Food for thought

SOME gritty journalists become war correspondents and have to brace themselves as they bear witness to man’s inhumanity to man.

The Diary has an equally onerous task, for during the past few days we have been reporting on man’s inhumanity to turkey… and sprouts… and pigs in blankets.

In other words, we’ve been studying Scotland’s attitude to Christmas dinner leftovers.

Kilmarnock novelist David F Ross has been daring himself to deal with dessert. “Contemplating eating all the leftover cheese with no thought for the depravity of the dreams it’ll prompt,” he reveals.

With an insouciant courageousness to be admired, he adds: “This is closest I’m ever likely to get to LSD. Bring on the dancing horses…”

Dirty dealings

DURING her student years reader Joanna Holden worked a range of part-time jobs, including waitressing in a grubby restaurant in Glasgow’s south side. She recalls her first day serving tables, when a colleague said to her: “Dinnae hold out on makin’ oany extra cash on top of yer wages. The only tip you’ll get in here is the kitchen.”

Bum deal

RELAXING in a cafe, reader Beryl Hanson heard two teenage girls discussing Christmas presents they had received.

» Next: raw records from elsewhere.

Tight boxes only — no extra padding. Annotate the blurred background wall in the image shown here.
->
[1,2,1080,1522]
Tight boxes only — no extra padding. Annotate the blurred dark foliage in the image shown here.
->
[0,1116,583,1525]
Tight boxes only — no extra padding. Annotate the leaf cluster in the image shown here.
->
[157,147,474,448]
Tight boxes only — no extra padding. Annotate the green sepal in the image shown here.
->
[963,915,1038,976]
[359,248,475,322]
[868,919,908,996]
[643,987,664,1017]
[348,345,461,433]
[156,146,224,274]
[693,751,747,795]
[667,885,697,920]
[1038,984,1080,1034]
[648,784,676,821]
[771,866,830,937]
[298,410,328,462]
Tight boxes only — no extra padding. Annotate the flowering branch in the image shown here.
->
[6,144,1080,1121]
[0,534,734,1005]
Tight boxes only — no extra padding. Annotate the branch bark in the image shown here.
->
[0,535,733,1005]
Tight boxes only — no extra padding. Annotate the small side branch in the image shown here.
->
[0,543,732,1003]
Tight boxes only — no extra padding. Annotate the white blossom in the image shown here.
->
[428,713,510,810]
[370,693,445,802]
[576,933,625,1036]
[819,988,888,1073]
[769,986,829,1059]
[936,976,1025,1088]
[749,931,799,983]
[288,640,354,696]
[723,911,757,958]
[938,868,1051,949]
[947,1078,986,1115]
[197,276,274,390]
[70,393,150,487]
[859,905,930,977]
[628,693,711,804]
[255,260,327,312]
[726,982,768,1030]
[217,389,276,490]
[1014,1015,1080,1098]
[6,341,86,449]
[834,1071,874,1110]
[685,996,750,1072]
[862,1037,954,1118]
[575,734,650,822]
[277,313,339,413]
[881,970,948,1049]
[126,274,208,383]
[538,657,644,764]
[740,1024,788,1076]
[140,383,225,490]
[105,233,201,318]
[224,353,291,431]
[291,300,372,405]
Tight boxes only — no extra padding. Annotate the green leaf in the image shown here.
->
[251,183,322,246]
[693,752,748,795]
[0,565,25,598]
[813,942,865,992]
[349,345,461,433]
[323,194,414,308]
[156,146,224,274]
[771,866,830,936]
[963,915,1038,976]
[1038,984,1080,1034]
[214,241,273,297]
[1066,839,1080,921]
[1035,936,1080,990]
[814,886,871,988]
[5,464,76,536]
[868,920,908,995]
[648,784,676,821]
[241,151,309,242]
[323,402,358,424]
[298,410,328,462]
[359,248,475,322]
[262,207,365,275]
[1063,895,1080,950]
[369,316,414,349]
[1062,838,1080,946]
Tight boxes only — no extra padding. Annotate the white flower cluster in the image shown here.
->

One disclosed that her parents had bought her a jacket, though she had decided to take it back to the shop and replace it with a longer garment.

She explained her reasoning thus: “I want something to cover my backside. In this weather I’d rather have a warm bum than a hot date.”

Freedom of forgetting

MORE female wisdom. Reader Clive Dawson was on a train when he overheard one middle-aged lady say to another: “So how you feeling nowadays?”

“Much better,” replied her chum, “now I’m in denial.”

Hogmanay hog-tied

GLASGOW theatrical impresario Robert C Kelly has been contemplating the divergent fates of the UK’s devolved nations this Hogmanay, which inspires him to tell us the following gag: “New Year 2021. An Englishman, an Englishman and an Englishman walk into a bar…”

The name game

SOME people seem destined to choose certain careers, notes reader Lachlan Bradley, who spotted a Met Office employee quoted in the media, who answers to the fitting name of… Craig Snell.

(If the word Snell doesn’t ring a bell, have a perusal of the Burns poem about the field mouse, where the poet uses it to describe the homeless wee beastie’s woeful, windy fate.)

Future fumigant

“MY New Year resolution is to stop using spray deodorants,” says reader Philip Hartwell. “Roll on 2022.”